Hand over perpetrators of Darfur genocide
by Mahmoud A. Suleiman
The Arab and African countries that were receiving the perpetrator of genocide in the Darfur region in western Sudan, Omar Hassan Ahmed Al-Bashir, a fugitive from international justice at The Hague, in the Netherlands, should apologize to the people of Sudan in general and in particular to the Sudanese citizens of Darfur, as the French President Emanuel Macron did yesterday in Kigali, the Capital of Rwanda during His visit and his meeting with the Rwandan President Paul Kagame. The Sudanese post-December 18, 2019 Revolution transitional government chaired by Abdel Fattah al-Burhan and Prime Minister Dr Abdalla Hamdock should also unreservedly apologize for delaying the handover of Omer Al-Bashir and his criminal entourage to the international justice instead of hosting them in Kober Prison and elsewhere. Any delay in the delivery of the fugitives from international justice of the criminal leaders of the former ruling regime and its ousted ex-president is considered a kind of concealment of these crimes committed at best and being complicit at the worst scenario.
French President Emmanuel Macron has asked Rwandans to forgive France for its role in the 1994 Rwandan genocide in which about 800,000 ethnic Tutsis and moderate Hutus died. https://www.bbc.co.uk/news/world-europe-57270099
Speaking at the genocide memorial in Rwanda’s capital Kigali, French President Emmanuel Macron said France had not heeded warnings of impending carnage and had for too long “valued silence over the examination of the truth”. But France had not been an accomplice in the killings, Mr Macron added.

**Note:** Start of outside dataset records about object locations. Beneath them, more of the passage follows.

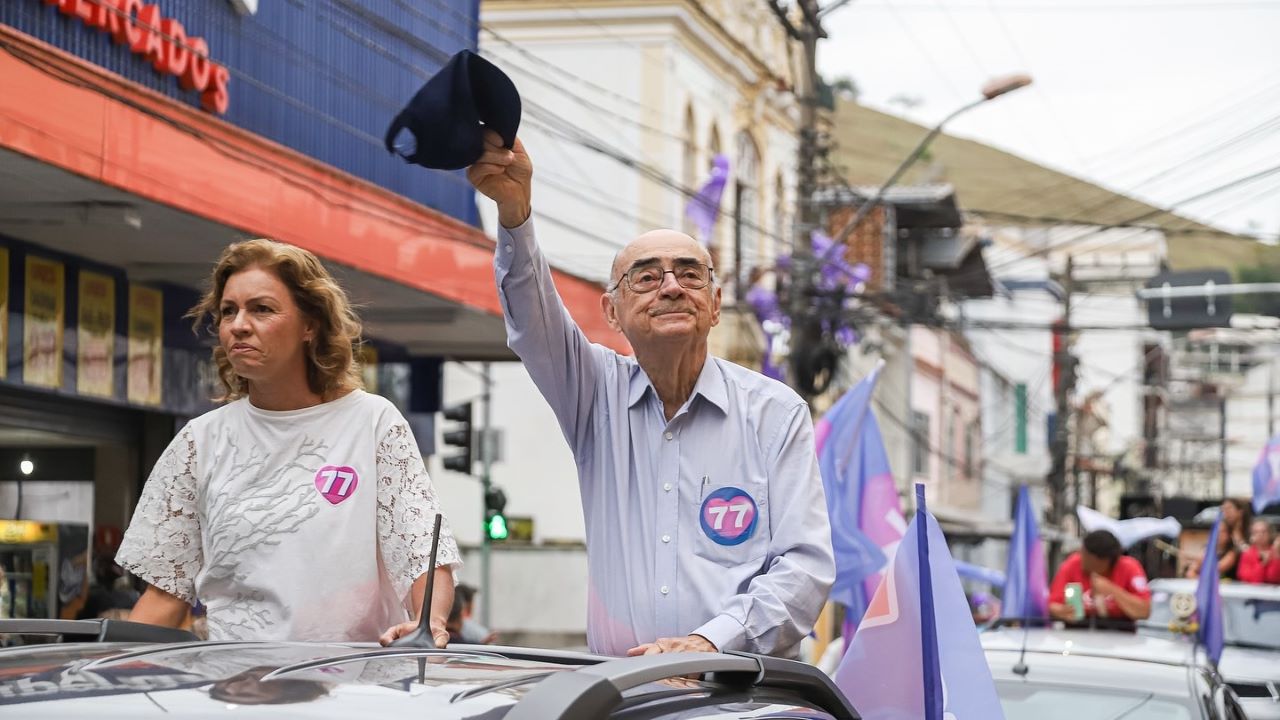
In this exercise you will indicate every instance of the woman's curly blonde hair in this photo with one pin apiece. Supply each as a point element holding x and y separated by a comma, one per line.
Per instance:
<point>333,368</point>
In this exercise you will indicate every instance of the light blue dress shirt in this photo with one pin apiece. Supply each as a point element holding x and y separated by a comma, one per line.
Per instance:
<point>713,523</point>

Rwanda’s leader praised his speech.
President Paul Kagame said, “His words were something more valuable than an apology. They were the truth.” He called it “an act of tremendous courage”.
https://www.bbc.co.uk/news/world-europe-57270099
It seems that unrealistic self-esteem is still prevalent in the government of Doctor Hamdok; unfortunately, although one of the tasks of the great revolution is to hand over the ousted criminal Omar Al-Bashir and his entourage to The Hague. It is not required to wait forever for the outrageous prevalence situation in Sudan. The world has also known that the crimes committed by Omar al-Bashir in Darfur occurred ten years after the crimes committed in Rwanda as if Africa were destined to witness genocide against its population every decade.

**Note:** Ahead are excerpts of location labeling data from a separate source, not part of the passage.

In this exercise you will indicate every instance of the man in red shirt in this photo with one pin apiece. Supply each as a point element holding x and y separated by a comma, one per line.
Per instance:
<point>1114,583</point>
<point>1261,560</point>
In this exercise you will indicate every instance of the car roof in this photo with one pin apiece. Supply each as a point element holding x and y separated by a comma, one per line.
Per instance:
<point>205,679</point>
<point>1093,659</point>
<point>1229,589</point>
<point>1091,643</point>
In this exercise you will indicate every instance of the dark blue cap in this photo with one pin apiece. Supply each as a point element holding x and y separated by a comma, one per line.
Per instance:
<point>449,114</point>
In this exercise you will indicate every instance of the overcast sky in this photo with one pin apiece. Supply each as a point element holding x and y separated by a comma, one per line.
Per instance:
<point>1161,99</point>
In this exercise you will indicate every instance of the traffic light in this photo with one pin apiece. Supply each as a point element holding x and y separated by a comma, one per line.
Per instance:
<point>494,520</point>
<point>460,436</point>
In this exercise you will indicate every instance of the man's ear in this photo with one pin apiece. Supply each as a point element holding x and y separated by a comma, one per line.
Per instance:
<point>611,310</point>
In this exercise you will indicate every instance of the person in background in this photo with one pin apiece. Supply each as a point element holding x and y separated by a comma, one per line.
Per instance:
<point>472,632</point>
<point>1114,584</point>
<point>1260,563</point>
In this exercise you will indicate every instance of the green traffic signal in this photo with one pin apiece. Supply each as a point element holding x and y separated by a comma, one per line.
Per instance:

Hutu elites ruled Rwanda when the genocide took place, in April-June 1994, but they were later ousted by the Tutsi-led Rwandan Patriotic Front (RPF) under Paul Kagame.
On the other hand, the former French President Mitterrand had close ties to former Rwandan President Juvénal Habyarimana, a Hutu, the killers who stalked the swamps, the hills, the churches, did not have the face of France. France was not an accomplice,” Mr Macron said, according to the BBC.
https://www.bbc.co.uk/news/world-europe-57270099
But the French President Macron said that in 1994 “France did not understand that by wanting to block a regional conflict or a civil war, it stood de facto by a genocidal regime”. The genocide was sparked by the downing on 6 April 1994 of a plane carrying Habyarimana and his Burundian counterpart Cyprien Ntaryamira, a fellow Hutu. On 22 June the UN authorised the deployment of French forces in southwest Rwanda, in what was called Operation Turquoise. That mission was controversial: the French humanitarian zone saved some potential victims from the genocidal killers, but later there were accusations that the French help had come too late and that some killers had managed to hide in the zone.
However, the story goes further to the conclusion that: In 2015, then-President François Hollande announced that the Rwanda archives would be declassified but two years later, after a researcher sought permission to study them, France’s Constitutional Council ruled that they should remain secret.
At the close of his official visit, President Macron launched the new inquiry, allowing experts to study French official files from the time.
At this juncture, one would like to allow the reader to reflect on Rwanda’s 100 days of slaughter Concurrent with and in conjunction with the genocide that the Sudanese citizens were subjected to in the Darfur region 18 years ago.
Furthermore and as the proverb says: “as a thing is mentioned coincidence crops up; that is when Germany officially recognized that its Colonial Era of Killings in Namibia were crimes of Genocide and Officially Announced financial aid worth more than €1.1bn (£940m; $1.34bn to Namibia.
https://www.bbc.co.uk/news/world-europe-57279008
Thus the coincidence between the recognition of the two countries of France and Germany in their involvement in the Crime of Genocide and their provision of Moral and Material Recognition to the Victims in the two countries of Rwanda and Namibia.
Without doubt, the crime of Genocide is one of the great evils against humanity in every way; in time and place over the centuries; but the countries that admit to committing that heinous crime are very few and at this junction, we say admitting the misdemeanour is in itself a testimony and authenticity of the individual and the group. As they say, Confession is the Mother of the Evidence and a kind of a Virtue!
Mike Norton the American comic book artist and writer, known for his work on Battlepug has been quoted as saying: “It is not what you can do for your country, but what you can do for all of mankind.”